JERUSALEM (AFP) — Israel voiced concern over planned meeting on Sunday between the presidents of Switzerland and the Jewish state's arch-foe Iran as part of a controversial UN conference on racism in Geneva.
Ahead of the conference opening on Monday, Swiss President Hans-Rudolf Merz was due to meet his Iranian counterpart Mahmoud Ahmadinejad during a dinner for conference participants on Sunday.
"We are going to try to convince the Swiss president not to meet with Ahmadinejad," Aharon Lechnoyaar, the Israeli representative at UN institutions in Geneva, told public radio.
Israeli foreign ministry spokeman Yossi Levy described the UN meeting as a "tragic farce".
"Officially it is aimed at denouncing racism, but it has invited a Holocaust denier who has called for the destruction of Israel," he said.
Ahmadinejad's attendance has sparked fears that the five-day meeting could end in acrimony, as did the previous event held eight years ago in Durban, South Africa.

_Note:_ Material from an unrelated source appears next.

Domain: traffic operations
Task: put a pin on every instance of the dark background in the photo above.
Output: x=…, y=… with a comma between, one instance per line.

The Iranian president, who is so far the only prominent head of state due to attend the Durban Review Conference, has stirred outrage by repeatedly calling the Holocaust a "myth" and calling for Israel to be wiped off the map.
Negotiators in Geneva said on Friday that Western and most Muslim states had agreed on a declaration that ironed out the most controversial issues relating to religious discrimination, Israel and the Middle East.
But on Saturday, Israel's staunch ally the United States said it would not join the conference because its final declaration still included language Washington was "unable to support."
The United States, along with Israel, walked out of the World Conference on Racism in Durban in 2001 after a row with some Muslim states about Israel's treatment of the Palestinians and anti-Semitism.